Mes premiers cours de guitare : un rêve devenu réalité
Contrairement à mon grand frère, adolescent turbulent et doté d’un cerveau fonctionnant en mode binaire, j’adorais la musique… toute la musique. J’étais donc au fond de moi impatient de prendre des cours et surtout d’apprendre à jouer de mon instrument préféré : la guitare.
À peine âgé d’une dizaine d’années, je commençais à découvrir la pop, le rock mais aussi le flamenco, le blues et le jazz. Doté, selon mes proches, d’une oreille musicale exceptionnelle, je commençais assez jeune à étoffer ma culture musicale en écoutant sur cassettes (K7 pour les plus jeunes ) les tubes de l’époque et les classiques du disco ou du Rock’n’roll.
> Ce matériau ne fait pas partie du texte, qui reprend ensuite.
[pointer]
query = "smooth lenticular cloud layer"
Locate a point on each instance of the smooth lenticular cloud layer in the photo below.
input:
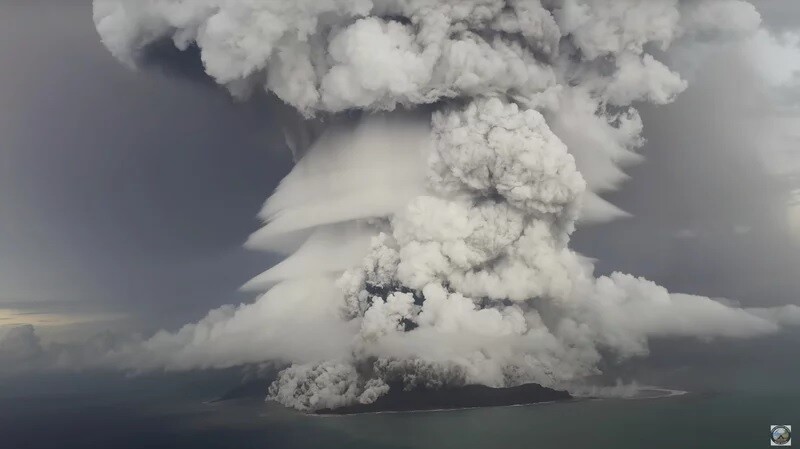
(466, 139)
À cette époque je venais tout juste de découvrir deux groupes mythiques : Queen et Dire Straits. Plus j’écoutais en boucle leurs albums, plus je tombais amoureux de leurs guitaristes et de leurs styles respectifs. Leader du groupe Dire straits, Mark Knopfler était un droitier jouant comme un gaucher et avait un style aérien blues-country-rock virtuose qui lui a permis de figurer dans le classement des trente meilleurs guitaristes de l’Histoire. Ses solos dans des morceaux comme Sultans Of Swing ou Money For Nothing ont fait de moi un fan inconditionnel et j’essayais tant bien que mal d’imiter le mouvement de ses doigts devant la glace. Au-delà de la voix et des prestations scéniques légendaires de Freddie Mercury, ce fut surtout Brian May, le cofondateur et guitariste du groupe Queen, que j’admirais le plus. Astrophysicien (oui,oui) et Guitar Hero par excellence, ce musicien, chanteur et auteur-compositeur m’a tout simplement fait aimer la guitare comme jamais. Sa virtuosité, sa technique, son génie mélodique et sa légendaire Red Special (guitare unique au monde et faite maison) lui ont ouvert les portes de mon panthéon personnel de la musique.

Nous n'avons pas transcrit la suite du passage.